Перед сном, по заведённой привычке, Егор обошёл квартиру, проверяя везде ли потушен свет, не остался ли включённым газ на плите и заперта ли входная дверь. Когда он потянулся к замку, ему вдруг показалось на миг, что в зеркале промелькнуло что-то тёмное. Он встал напротив зеркала и вгляделся – ничего.

– Показалось, наверное, – решил Егор, – От недосыпа.

Уснул он мгновенно, едва лишь лёг на подушку. За окном бушевала стихия, но это нисколько не мешало ему крепко спать. Он не видел, как очередная белая вспышка молнии озарила невысокую тёмную фигуру, стоявшую в его комнате у стола и глядящего на него. Это был ребёнок. Гроза бушевала, небо, казалось, разрывалось от множества молний, без передышки вспыхивающих в черноте ночи, земля сотрясалась и дрожала, деревья жалобно стонали и гнулись под натиском стихии.
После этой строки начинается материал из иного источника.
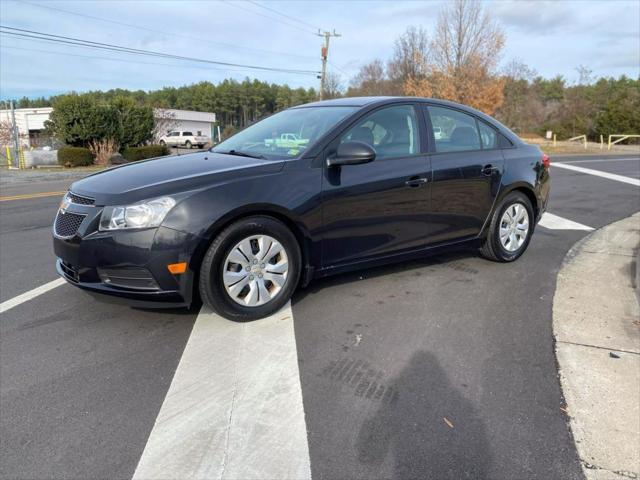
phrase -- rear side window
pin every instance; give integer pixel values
(488, 136)
(391, 131)
(453, 131)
Егор внезапно проснулся и сел в постели, ничего не понимая. Немного оклемавшись, он увидел, что творится за окном и, поднявшись с постели, закрыл плотно дверь на балкон, и зашторил шторы. В комнате стало совсем темно. И в этой темноте Егор вдруг ясно увидел силуэт в углу, от которого исходило слабое фосфорическое свечение, весьма небольшое, но достаточное для того, чтобы в такую тёмную ночь разглядеть это нечто.
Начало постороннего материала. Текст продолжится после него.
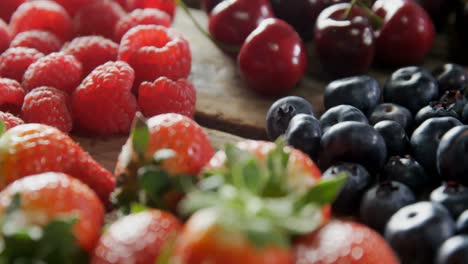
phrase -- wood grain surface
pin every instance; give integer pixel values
(223, 101)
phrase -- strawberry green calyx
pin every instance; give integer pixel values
(253, 199)
(24, 242)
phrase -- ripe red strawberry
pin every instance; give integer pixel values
(344, 242)
(136, 238)
(99, 17)
(4, 36)
(43, 41)
(34, 148)
(11, 96)
(92, 51)
(15, 61)
(48, 106)
(59, 70)
(155, 51)
(9, 120)
(103, 103)
(37, 201)
(167, 96)
(167, 6)
(147, 16)
(42, 15)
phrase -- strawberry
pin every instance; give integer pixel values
(344, 242)
(49, 218)
(160, 153)
(136, 238)
(247, 210)
(34, 148)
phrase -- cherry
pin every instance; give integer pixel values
(231, 21)
(407, 33)
(344, 40)
(273, 58)
(301, 14)
(208, 5)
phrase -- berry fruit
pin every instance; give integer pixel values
(383, 200)
(362, 92)
(352, 141)
(273, 58)
(416, 231)
(167, 96)
(342, 36)
(282, 111)
(359, 180)
(452, 158)
(411, 87)
(341, 113)
(304, 133)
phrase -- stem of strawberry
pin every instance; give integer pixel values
(223, 46)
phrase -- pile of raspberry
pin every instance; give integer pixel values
(88, 66)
Парень попятился назад, и уткнулся спиной в балконную дверь, не оборачиваясь, он судорожно пытался нащупать ручку, но никак не мог её найти, а силуэт стал вдруг медленно приближаться. Когда он вышел на середину комнаты, очередная вспышка молнии пронзила небо с ужасающим грохотом и на мгновение осветила комнату, прорвавшись даже сквозь плотные шторы. В этот миг Егор успел разглядеть того, кто приближался к нему. Это был ребёнок. Но какой…. Вздувшееся синее лицо, с багровыми пятнами на щеках и шее, глаза, выкатившиеся из орбит, словно их выдавили изнутри, язык, не умещающийся во рту, и потому вывалившийся наружу, и слизь, стекающая с него на грудь. Тело ребёнка, облачённое в рваную грязную хламиду, прикрывающую раздутый живот, было также покрыто пятнами и вздувшимися пузырями, местами кожа уже отслоилась и свисала лохмотьями, смрад исходил от призрака…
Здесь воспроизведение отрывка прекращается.